I think the biggest benefit to moving to LSTM - Harvard aside – is its strong links with Malawi. I did my PhD at LSTM and spent a lot of that time in Malawi and southern Africa and that time really informed the study I'm doing today. In Malawi, there have been many important studies around disease burden and vaccine efficacy, including the rotavirus vaccine largely led or co-led by researchers at LSTM and University of Liverpool. Through previous work of many others and my experience in Malawi I understood that there was an at-risk population of infants with high pathogen exposure, and we didn’t really understand how this was affecting the immune development and therefore vaccine response. I plan to be located in Malawi so I felt that those strong links were important to this next phase of my career. Also, one of my big focuses is building my team - students, PhDs, post-doc level individuals, even to the master’s level - and there's already precedent within LSTM of fostering students and programmes to provide higher education, and that was really attractive.

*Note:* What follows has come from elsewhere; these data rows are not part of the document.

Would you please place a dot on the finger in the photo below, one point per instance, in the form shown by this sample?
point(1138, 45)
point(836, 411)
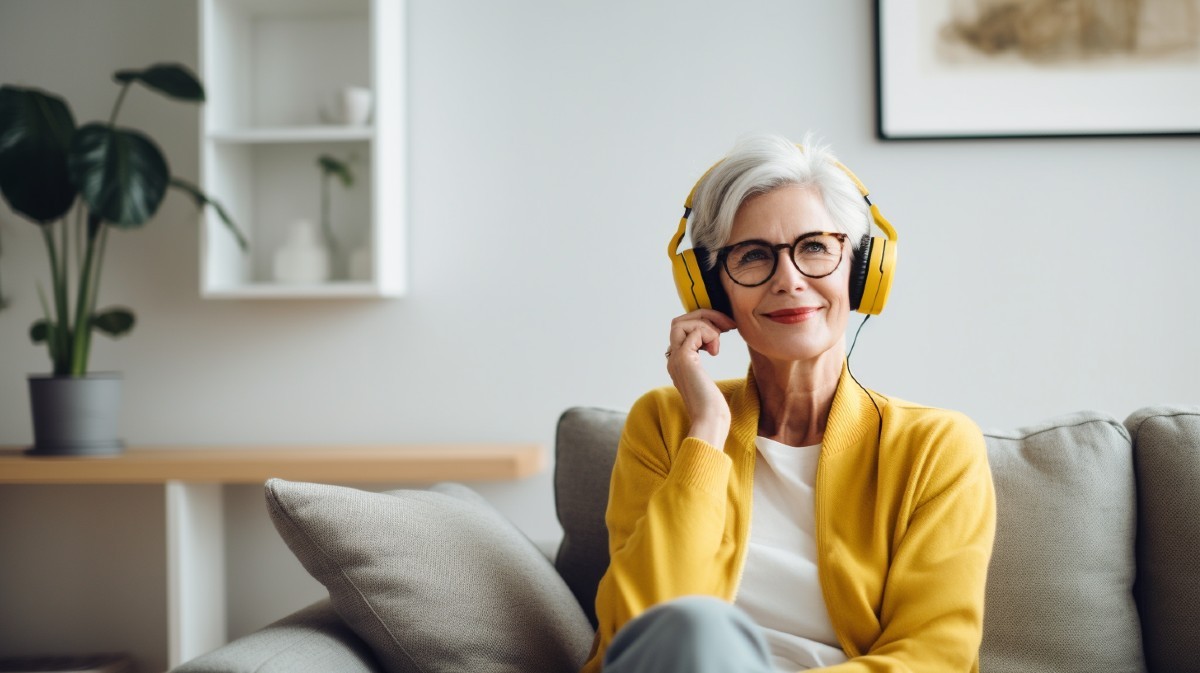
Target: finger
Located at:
point(703, 337)
point(720, 320)
point(715, 318)
point(683, 332)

During our 125 anniversary year celebrations we are also looking to the future and how we work equitably with our partners – your post is part of LSTM’s commitment to MLW. What do you see as the big issues that we should be addressing in the coming years if we are to achieve that equity?

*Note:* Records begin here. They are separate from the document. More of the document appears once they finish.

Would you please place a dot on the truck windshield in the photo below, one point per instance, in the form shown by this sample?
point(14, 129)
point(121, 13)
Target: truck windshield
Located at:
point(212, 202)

There are many ways to try and achieve equity and I can only speak to how I do this in my programme. The phrase ‘capacity building’ gets thrown around a lot, but for me that means providing the highest level of training for the teams I work with in Malawi and other countries I partner with. I've done this in a few ways. First, we have a robust single cell programme running in Malawi where we can do everything except for sequencing (sequencing will come in the future) and we're just getting the sequencing up and running for pathogens. And I think from setting up the first single cell work in this country, there's now many other single cell studies occurring and this capacity in being supported at the institutional level. Next, through links at LSTM I aim to foster more trainees, so they are competitive for international academic schemes. We have had some successes and I think it's just making sure that bright, excited students get those opportunities. And in the coming years I hope to create opportunities for PhD and post-doc level early career researchers from Malawi to spend a chunk of time training in the US and the UK to hone their skills by learning from world experts. Getting to learn from people in that space is so crucial. As a PhD student at LSTM, I was so lucky to be in a highly collaborative environment with cutting edge techniques, and it was that experience that gave me the confidence to be an academic researcher. So, fostering that environment for trainees from LICs so they can do their own research in their own country is vital.
So skills, confidence and access to facilities?
Yeah, getting to spend time in different people’s labs or where there are lots of researchers. MLW has excellent research, but we are small and it takes a team of academics to build a researcher.